What jobs are going to be redundant? What skills will be relevant? What keeps humans human? What does it mean to be human? What’s our ultimate purpose?

The smart ones invested in skills that are relevant as automation takes over.

What are those skills? That’s what we’re hiring for.

Psychology comes into play, and ultimately things boil down to decision making, problem solving, situational awareness, attention, focus, memory, dedication, devotion, purpose.

As we’re automating the parts we hate, what are we hanging on to? This is why religions are on the rise, internal and external ones. Our humanity.

Humanity boils down to biology, and we’re clinging to our DNA. We’re optimal because evolution works all the way down to the quantum mechanical level. What’s the best way to maintain stability, reduce uncertainty, in every dimension that has a field for waves to propagate in, and survive?

Evolution has figured this question out with a few billion years worth of computation, along with all the crutches that were necessary to get us to where we are.

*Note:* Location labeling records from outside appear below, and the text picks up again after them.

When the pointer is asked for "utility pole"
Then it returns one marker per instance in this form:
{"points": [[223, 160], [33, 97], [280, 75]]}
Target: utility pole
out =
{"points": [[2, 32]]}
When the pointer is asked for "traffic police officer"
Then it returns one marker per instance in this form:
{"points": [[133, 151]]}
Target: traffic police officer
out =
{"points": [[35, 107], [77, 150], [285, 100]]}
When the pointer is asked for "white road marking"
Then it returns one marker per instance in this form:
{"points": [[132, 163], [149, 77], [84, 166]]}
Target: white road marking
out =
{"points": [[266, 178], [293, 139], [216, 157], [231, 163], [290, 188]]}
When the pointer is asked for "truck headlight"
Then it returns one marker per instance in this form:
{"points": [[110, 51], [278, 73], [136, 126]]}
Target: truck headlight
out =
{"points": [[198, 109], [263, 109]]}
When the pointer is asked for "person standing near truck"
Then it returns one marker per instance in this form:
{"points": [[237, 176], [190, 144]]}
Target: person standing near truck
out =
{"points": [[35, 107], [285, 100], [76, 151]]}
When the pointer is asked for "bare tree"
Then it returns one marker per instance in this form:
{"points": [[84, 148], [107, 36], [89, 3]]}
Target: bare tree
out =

Now we have to understand what the crutches were, and what is the valuable 7-billion-year-long-question answer.

Minds are decision making machines. They’re also pattern matching machines, and also perfect robot controllers, moving bodies. And they’re more: minds are experts at sensing, inferring, reasoning, coming to conclusions, feeling, understanding, being aware of metabolism, synchronizing with the physical nature of reality: waves, matter, rhythm.

So now selection is about being ready for a world where anything except that which takes 7 billion years to evolve is redundant. Train that. Neurons that fire together wire together: Hebbian Plasticity. Engineer your brain understanding that AI is coming and we have to learn to work differently.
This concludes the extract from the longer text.